‘AN unacceptable face of capitalism’ is how St Andrews Community Council has described the situation of people being priced out of living in their home town.
Consultation on Fife Council’s controversial proposal to refuse planning permission for any further HMOs in the town centre has now closed.
And the issue has sparked huge debate, with 128 responses - most of which oppose an HMO ban (Houses in Multiple Occupancy) - posted on the council’s website.
However, in backing the principle of a ban, the community council has advocated an agreement between Fife Council and St Andrews University over the number of off-campus students housed around the town as a medium-term solution.
It has acknowledged the difference of opinion in the town over HMOs but says, on balance, that community councillors are minded to endorse the principle of a cap, subject to modifications.
The submission stated: “It is indeed a major cause of concern that the proportion of young families in the town is decreasing, and that young people who have grown up here are now usually unable to afford accommodation within the town.
‘‘Action is certainly needed to address this situation.
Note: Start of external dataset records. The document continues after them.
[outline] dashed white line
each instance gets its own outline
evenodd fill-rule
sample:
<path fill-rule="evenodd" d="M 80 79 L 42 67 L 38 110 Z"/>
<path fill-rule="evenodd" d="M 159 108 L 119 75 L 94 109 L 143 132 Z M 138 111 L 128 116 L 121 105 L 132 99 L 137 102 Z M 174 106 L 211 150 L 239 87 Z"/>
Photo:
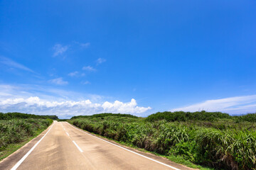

“You do not need to believe in old Soviet-style policies to regard the way that St Andreans have been priced out of their own housing market as an unacceptable face of capitalism.”
St Andrews University rector Kevin Dunion, pictured, posted his thoughts, saying the cost and availability of accommodation for students had been the most frequently raised subject he had to deal with.
But he did not believe the council’s proposal addressed many of the issues involved and questioned how the policy, if implemented, would be assessed when it was reviewed after two years.
“Would it fail if house prices did not fall in the centre of town or if a number of homes currently registered as HMOs were not let to families?“ he asked.
“Would it succeed or fail if the number of HMO applications outside the central core increased or if house prices in the outer area rose?
“I do think the concerns over unintended consequences of the proposed policy have to be addressed and the criteria for success made clear at the outset.”
St Andrews Students’ Association is opposed to the policy and outgoing president, Owen Wilton, has said the student group would consider fielding a candidate at next year’s local elections if none of the candidates supported their position.
President-elect, Patrick O’Hare, who has pledged to oppose any attempts to restrict the number of HMOs and offered to work with the council to find a solution for affordable accommodation in the town for students as well as low-income families, added: “An HMO cap is not a solution for this problem.’’
Comments will now be considered by the council before a final draft is put before councillors in the next few months.